Hi <First Name> <Last Name>,

Your account number <account number> is debited. Transaction details:

Amount: $<amount>

Remaining Balance: $<remaining balance>

Description: $:<Transaction description>

For the sake of an example, lets assume our system is cut into the following sub domains:

  • User Profile: Maintains account holder details such as Name, Address, Mobile Number and Email etc.
  • Notification: Maintain user preferences about receiving notifications and sending notifications.
  • Accounts: Maintain ledger of debits and credits of accounts

To send the SMS, we have almost all the details in the event body except the account holder name and mobile number of the recipient. In our imaginary system, it is the user profile domain that has those details instead of the accounting domain, that is broadcasting the event. There are two things that can happen here:

Notification domain can call the User Profile to get more details before sending the SMS. So now we always get the up to date contact details of the user but at the cost of run time dependency. If User Profile system is down for any reason, it would break the notification system as well.


We can make the notification system listen to the events from the User Profile system as well to maintain a local database of its recipients (translated from account holders) along with their notification preferences. e.g.

  • UserProfileAdded
  • UserProfileUpdated

I prefer the later option to keep the system decoupled and avoid run time dependency. The workflow will be like this:

The subscriber will build the store as they go, but still there can be scenarios where they don’t have this data:

  1. New Subscriber
  2. An event lost for some reason – not sent, not delivered, delivered but failed etc.

For the first scenario you can start with some data migration to give it a seed data, but for the second case data migration may not work. I have dealt with this situation by introducing a snapshot builder.

Snapshot Builder:

If subscriber does not know about the entity it has received in the event, it would call the relevant systems and build a snapshot. This can be quite handy in scenarios where occasionally the subscriber needs to sync its data (translated from other domains) with the original owner of the data.

I hope you find this post useful, if not the complete approach, it may give you some options to consider when thinking about the event contents.

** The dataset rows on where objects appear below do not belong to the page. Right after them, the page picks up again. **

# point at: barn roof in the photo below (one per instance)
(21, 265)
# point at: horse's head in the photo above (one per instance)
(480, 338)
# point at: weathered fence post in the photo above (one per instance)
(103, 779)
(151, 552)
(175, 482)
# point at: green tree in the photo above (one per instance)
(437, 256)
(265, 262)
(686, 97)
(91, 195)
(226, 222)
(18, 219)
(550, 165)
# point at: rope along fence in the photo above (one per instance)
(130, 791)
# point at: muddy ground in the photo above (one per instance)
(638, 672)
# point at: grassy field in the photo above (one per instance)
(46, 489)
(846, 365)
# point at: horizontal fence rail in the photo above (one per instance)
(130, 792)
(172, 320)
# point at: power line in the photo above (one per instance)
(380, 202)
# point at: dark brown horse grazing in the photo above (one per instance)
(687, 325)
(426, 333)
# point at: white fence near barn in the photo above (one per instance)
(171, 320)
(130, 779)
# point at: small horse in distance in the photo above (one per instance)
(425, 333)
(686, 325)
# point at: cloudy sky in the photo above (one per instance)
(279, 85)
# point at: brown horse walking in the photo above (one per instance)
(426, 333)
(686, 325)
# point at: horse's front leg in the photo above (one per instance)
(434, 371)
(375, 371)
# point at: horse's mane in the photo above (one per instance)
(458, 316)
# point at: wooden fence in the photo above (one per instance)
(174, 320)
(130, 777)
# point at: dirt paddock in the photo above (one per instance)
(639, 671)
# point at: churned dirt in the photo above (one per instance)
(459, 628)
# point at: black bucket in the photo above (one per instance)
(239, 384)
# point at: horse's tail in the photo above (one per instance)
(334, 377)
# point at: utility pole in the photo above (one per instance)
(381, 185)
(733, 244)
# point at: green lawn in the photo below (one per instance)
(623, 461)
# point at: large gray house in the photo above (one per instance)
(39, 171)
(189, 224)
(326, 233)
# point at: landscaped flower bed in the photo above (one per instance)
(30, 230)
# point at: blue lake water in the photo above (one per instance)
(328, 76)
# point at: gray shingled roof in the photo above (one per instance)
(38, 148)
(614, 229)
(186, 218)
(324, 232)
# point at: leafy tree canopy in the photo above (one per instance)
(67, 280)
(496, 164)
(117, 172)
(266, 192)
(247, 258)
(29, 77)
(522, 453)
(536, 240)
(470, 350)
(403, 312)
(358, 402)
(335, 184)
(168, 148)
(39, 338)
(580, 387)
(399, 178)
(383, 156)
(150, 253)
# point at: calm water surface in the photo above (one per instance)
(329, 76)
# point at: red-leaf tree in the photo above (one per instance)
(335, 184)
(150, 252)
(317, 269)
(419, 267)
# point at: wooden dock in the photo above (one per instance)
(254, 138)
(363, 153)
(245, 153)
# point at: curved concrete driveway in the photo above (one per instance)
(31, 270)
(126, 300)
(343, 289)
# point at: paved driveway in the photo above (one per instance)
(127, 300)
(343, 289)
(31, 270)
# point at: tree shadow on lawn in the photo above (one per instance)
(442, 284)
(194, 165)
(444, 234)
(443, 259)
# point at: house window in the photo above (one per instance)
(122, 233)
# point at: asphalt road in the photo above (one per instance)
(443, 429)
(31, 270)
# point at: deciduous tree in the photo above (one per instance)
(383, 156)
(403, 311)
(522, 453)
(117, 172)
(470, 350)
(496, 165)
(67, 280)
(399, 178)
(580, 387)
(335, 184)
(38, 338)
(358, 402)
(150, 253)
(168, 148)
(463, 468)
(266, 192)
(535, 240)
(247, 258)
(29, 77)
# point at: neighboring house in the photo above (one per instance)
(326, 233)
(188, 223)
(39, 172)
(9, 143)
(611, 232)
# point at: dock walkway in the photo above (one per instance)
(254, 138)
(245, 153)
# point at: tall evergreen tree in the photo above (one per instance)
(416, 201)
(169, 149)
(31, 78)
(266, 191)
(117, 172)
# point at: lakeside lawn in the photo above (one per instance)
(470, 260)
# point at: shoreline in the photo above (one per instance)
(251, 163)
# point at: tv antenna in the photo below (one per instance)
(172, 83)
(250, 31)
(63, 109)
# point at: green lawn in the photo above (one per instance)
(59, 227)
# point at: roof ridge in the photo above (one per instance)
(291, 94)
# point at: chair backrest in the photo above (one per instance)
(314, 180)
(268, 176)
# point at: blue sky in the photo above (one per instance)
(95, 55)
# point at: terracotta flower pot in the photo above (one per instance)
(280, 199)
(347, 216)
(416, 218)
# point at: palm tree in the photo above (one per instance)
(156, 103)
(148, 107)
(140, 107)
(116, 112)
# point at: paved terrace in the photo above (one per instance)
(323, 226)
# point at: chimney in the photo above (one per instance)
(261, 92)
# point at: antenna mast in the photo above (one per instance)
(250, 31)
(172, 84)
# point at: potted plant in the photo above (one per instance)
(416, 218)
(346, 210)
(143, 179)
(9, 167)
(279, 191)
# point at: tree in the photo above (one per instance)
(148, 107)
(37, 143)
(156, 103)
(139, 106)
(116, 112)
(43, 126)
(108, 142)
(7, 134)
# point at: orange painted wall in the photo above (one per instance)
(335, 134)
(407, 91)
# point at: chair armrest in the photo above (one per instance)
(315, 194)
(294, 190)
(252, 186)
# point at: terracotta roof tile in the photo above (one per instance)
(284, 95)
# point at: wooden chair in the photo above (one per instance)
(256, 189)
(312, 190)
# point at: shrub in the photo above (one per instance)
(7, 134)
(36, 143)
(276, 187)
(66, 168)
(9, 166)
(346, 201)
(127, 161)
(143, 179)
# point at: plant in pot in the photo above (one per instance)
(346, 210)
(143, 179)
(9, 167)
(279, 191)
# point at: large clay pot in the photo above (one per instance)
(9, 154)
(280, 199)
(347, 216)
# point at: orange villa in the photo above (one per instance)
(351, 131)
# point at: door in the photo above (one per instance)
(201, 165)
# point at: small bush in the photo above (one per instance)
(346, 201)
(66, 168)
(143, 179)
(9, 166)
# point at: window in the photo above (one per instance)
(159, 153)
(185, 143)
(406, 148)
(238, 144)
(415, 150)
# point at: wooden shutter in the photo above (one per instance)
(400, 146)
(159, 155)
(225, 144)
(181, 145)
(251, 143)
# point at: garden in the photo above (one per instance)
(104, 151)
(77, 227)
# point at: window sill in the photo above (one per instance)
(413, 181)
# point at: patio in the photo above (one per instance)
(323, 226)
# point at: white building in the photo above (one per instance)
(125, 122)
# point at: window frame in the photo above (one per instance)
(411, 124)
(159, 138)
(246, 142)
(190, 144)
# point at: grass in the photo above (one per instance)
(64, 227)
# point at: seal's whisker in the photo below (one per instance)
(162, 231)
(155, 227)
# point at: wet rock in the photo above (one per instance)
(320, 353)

4 thoughts on “Events: Fat or Thin

  1. I face a situation where a fat event can be problematic: unit testing
    1 let’s say somewhere developer1 fire a fat event (the whole information of an aggregate), at the beginning, there is only one subscriber that need 5 out 10 fields of the aggregate, so in the UT of the publisher, I only test the 5 fields
    2 later another subscriber came and need another 3 fields, in the UT of the new subscriber, the new developer(deveoper2) manually construct and fire the event, setting only the 3 fields that he needs
    3 sometime later, yet another developer(developer3) modified the original publisher and changed/remove one of the 3 fields that developer2 needed, at this time no test will fail(both the publisher and the 2 subscribers), but the function is not working now


    1. Thanks for your comment. If I am reading properly you are highlighting the problem of managing breaking changes. Event schema should be managed via same engineering practices as we do for other contracts like API e.g. versioning, schema registry etc.

      Publishers contract testing should not rely on the consumer’s consumption so publishers tests should provide coverage of entire schema.


    2. From this description, it sounds like developer2 never actually wrote a unit test which tested all the relevant units, i.e., the dispatching of the event.

      You don’t need 2 developers or interface versioning to run into that problem. Developer2 could simply have fat-fingered the code which dispatched the event, and the hypothetical unit test would have passed, while the actual code did nothing at all.

      For that matter, your scenario isn’t even about events. If you practice TDD and depend only on failing tests to catch all possible bugs, then any possible code path which isn’t fully tested is a potential catastrophe.